Regierungschef appelliert an Eigenver­ant­wortung. Sportveranstaltungen könnten stattfinden. Verdi-Streik abgesagt. Anlaufstelle für Corona-Verdacht.

Betonten Eigenverantwortung: Regierungschef Müller und Gesundheitssenatorin Kalayci (SPD) Foto: dpa

Regierungschef Michael Müller (SPD) mühte sich am Dienstag, die Erwartungen zu dämpfen, was von den Behörden zu erwarten ist. Seine Botschaft nach der Senatssitzung: Jeder müsse letztlich in eigener Verantwortung entscheiden, welche Risiko er eingehe – ob er etwa in voller S- und U-Bahn zu einem Hertha-Bundesligaspiel fahre. „Das öffentliche Leben wird und muss weitergehen“, sagte Müller. Laut Gesundheitssenatorin Dilek Kalayci (SPD) muss sich die Bevölkerung dar­auf einstellen, „dass wir mehrere Jahre mit diesem Virus leben und damit umzugehen lernen“.

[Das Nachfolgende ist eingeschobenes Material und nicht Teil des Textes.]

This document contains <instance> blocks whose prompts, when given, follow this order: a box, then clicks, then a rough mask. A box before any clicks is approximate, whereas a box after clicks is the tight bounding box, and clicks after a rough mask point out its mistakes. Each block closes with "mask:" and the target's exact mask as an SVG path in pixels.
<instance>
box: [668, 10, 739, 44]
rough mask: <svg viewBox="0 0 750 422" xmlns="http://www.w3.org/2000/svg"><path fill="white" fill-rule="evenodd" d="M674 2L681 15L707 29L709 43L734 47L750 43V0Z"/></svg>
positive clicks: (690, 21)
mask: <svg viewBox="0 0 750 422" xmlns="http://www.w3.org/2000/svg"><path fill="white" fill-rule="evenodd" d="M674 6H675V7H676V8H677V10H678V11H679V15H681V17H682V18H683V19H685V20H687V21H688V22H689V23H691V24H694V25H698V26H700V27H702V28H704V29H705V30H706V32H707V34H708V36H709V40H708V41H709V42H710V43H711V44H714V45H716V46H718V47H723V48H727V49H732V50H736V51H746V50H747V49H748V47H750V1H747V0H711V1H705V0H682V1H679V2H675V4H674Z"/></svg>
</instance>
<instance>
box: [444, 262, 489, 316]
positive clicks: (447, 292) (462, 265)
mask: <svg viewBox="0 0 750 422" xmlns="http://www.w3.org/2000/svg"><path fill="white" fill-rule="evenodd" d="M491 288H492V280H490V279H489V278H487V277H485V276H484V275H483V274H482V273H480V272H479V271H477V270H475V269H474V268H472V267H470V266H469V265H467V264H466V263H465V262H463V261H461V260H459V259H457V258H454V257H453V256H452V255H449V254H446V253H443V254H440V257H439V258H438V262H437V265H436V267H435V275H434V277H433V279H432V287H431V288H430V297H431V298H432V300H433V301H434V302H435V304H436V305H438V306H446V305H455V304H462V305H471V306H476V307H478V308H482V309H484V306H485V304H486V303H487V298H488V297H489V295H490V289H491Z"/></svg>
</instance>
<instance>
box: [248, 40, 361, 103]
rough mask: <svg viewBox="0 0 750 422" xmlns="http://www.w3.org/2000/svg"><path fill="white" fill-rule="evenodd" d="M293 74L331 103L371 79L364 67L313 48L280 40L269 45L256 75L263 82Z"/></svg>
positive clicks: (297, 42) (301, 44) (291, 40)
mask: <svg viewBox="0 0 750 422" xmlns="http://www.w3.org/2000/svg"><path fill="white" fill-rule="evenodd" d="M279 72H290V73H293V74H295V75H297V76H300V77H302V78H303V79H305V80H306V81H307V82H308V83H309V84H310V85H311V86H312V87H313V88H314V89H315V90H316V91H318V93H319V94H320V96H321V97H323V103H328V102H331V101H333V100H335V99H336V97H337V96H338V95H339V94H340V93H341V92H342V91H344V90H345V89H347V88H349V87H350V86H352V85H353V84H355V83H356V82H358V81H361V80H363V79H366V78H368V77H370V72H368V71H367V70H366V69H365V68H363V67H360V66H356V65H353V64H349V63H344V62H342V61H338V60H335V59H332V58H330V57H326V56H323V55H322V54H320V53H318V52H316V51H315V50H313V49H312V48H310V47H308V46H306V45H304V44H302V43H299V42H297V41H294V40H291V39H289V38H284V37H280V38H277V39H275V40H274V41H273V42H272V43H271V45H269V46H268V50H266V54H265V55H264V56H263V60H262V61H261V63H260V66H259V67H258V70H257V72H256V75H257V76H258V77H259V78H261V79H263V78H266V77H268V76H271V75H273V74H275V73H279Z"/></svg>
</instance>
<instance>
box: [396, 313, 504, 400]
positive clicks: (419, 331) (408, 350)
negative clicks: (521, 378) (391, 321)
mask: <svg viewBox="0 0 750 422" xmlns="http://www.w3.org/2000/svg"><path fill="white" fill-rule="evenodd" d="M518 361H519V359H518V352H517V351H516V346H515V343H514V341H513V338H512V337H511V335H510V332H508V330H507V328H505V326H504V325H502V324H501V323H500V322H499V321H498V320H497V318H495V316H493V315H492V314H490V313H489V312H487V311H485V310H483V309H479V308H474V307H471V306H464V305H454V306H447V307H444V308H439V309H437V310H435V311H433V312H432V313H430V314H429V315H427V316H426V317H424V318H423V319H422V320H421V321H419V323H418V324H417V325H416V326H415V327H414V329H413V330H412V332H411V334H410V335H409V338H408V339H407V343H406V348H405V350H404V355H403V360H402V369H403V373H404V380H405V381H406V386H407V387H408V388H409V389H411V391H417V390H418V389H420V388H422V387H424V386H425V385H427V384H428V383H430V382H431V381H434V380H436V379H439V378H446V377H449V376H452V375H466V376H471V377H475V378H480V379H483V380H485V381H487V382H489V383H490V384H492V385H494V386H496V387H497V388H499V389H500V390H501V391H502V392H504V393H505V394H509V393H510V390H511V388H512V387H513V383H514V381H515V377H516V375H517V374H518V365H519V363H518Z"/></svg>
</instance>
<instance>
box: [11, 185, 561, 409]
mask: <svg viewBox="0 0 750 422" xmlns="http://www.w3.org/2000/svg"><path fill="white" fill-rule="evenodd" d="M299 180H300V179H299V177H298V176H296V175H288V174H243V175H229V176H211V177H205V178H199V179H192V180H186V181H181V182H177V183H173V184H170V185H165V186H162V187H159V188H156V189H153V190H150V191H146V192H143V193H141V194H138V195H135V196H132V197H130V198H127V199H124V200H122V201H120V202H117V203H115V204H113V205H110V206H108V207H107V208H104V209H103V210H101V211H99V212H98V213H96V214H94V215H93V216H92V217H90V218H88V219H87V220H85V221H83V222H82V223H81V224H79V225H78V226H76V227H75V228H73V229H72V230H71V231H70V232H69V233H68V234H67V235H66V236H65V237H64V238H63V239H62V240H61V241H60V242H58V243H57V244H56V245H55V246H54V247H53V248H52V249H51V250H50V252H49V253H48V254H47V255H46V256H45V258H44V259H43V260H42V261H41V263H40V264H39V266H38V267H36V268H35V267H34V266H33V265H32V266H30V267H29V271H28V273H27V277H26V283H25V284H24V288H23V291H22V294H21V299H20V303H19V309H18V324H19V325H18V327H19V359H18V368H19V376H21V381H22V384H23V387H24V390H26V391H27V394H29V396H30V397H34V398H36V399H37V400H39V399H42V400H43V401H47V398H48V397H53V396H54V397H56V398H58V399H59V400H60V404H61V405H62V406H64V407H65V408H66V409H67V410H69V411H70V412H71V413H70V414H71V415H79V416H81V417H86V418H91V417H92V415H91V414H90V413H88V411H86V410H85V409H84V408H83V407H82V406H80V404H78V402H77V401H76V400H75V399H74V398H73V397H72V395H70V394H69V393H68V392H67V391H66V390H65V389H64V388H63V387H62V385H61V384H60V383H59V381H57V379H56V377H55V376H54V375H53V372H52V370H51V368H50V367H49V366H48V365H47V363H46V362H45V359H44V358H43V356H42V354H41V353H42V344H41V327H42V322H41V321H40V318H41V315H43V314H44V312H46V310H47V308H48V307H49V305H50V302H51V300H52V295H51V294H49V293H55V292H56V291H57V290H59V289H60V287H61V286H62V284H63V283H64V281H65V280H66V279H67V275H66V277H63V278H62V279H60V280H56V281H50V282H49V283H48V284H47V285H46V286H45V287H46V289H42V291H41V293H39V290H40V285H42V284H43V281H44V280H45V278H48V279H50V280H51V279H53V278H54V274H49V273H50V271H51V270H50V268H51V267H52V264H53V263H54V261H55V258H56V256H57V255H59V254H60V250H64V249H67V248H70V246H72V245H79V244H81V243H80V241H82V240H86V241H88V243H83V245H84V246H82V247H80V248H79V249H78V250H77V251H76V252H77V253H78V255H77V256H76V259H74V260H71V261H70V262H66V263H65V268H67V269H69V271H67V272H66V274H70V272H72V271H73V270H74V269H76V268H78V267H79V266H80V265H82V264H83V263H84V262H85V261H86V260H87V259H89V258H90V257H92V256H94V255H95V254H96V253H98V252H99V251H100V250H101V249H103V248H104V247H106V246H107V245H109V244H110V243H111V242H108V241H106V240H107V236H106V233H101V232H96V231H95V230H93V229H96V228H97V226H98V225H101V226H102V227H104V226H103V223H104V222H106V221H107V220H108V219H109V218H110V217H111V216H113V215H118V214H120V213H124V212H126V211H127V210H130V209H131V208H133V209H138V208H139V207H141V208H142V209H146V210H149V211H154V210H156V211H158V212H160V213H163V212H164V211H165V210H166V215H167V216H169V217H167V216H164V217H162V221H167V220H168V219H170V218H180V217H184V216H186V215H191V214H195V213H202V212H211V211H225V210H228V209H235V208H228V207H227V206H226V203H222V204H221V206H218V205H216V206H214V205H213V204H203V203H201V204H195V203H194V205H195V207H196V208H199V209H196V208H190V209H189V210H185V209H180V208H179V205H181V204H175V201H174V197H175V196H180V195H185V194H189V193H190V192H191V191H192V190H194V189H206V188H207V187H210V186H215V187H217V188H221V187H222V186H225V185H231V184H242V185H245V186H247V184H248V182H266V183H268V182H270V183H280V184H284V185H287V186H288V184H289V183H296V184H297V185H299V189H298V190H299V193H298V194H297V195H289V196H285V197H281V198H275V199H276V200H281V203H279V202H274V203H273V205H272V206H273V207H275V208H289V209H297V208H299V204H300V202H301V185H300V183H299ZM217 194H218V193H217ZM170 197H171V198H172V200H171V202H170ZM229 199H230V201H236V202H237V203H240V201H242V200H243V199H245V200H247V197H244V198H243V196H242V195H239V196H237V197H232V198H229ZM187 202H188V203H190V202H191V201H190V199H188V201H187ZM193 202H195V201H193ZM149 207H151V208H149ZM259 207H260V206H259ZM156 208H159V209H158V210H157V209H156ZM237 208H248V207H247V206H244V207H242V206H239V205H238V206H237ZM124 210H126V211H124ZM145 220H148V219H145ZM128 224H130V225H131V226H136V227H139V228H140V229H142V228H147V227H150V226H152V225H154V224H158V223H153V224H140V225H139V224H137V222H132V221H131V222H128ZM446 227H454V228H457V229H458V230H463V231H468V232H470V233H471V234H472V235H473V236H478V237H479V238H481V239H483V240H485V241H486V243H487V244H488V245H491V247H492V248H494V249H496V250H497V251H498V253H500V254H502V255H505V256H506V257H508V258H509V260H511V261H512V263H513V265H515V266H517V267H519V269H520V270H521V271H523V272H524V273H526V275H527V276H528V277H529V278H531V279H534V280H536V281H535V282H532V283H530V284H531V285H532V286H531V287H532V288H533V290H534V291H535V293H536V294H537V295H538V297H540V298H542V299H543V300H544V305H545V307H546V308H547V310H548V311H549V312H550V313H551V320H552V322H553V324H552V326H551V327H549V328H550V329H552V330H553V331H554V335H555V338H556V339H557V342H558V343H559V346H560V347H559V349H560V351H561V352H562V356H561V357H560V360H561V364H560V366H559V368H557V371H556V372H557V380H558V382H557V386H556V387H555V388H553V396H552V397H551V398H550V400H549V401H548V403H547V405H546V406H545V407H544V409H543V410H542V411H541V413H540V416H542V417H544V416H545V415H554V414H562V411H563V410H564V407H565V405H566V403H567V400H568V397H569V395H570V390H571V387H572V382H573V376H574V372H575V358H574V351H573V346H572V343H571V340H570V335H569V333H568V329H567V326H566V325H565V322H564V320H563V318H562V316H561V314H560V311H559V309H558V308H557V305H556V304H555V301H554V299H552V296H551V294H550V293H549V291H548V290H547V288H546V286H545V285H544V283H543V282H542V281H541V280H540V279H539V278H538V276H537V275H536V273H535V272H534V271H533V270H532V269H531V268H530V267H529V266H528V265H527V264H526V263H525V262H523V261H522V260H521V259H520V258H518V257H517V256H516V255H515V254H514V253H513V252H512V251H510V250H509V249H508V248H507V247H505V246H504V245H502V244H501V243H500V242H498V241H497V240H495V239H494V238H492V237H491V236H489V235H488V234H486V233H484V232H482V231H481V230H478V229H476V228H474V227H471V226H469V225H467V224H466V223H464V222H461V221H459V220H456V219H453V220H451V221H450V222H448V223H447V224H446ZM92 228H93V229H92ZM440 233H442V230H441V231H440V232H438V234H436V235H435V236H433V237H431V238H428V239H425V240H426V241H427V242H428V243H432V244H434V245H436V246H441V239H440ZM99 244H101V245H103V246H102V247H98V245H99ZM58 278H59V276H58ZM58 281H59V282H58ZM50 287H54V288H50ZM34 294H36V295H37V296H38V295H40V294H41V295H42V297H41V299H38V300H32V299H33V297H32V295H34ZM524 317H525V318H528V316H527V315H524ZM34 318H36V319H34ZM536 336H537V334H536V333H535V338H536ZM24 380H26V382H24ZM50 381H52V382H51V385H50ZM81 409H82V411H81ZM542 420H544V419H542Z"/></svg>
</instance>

Müller, der sich erstmals in der Senatspressekonferenz in größerem Rahmen zum Coronavirus äußerte, sprach sich auch gegen eine generelle 14-tägige Schließung aller Schulen aus, auf die ein Virologe der Universität Halle schon Montag gedrängt hatte. „Gibt es Grippeferien?“, fragte Müller zurück. Man würde mit solchen Aktionen nur eine Sicherheit suggerieren, die es nicht geben könne. Der ärztliche Leiter der Charité, Ulrich Frei, sagte zu der Forderung: „Der Kollege fällt immer wieder durch originelle Einfälle auf.“

Der Regierungschef stellte sich allerdings hinter die konkrete Schließung dreier Berliner Schulen, bei denen es einen Kontakt zu einem der fünf bis Dienstagnachmittag bekannten Berliner Coronavirus-Infizierten gab. „Es ist uns sehr wichtig, keine zusätzlichen Risiken einzugehen.“ Er kündigte aber an, „dass wir schnell wieder zu einem normalen Schulbetrieb kommen wollen – das kann kein Dauerzustand sein.“

Mehrfach betonte Müller, dass jeweils im Einzelfall zu entscheiden sei. Es ist aus seiner Sicht sehr wohl ein großer Unterschied, ob auf der abgesagten Tourismusbörse ITB Hunderttausende den ganzen Tag eng gedrängt in nicht gut gelüfteten Hallen unterwegs gewesen wären oder ob bei einem Hertha-Spiel unter freiem Himmel Zehntausende zusammenstehen. Selbst für ein Alba-Basketball-Bundesligaspiel, das eineinhalb Stunden und länger dauern kann, sah Müller keinen Anlass für eine Absage. „Wir gehen davon aus, dass Sportveranstaltungen stattfinden können“, sagte er.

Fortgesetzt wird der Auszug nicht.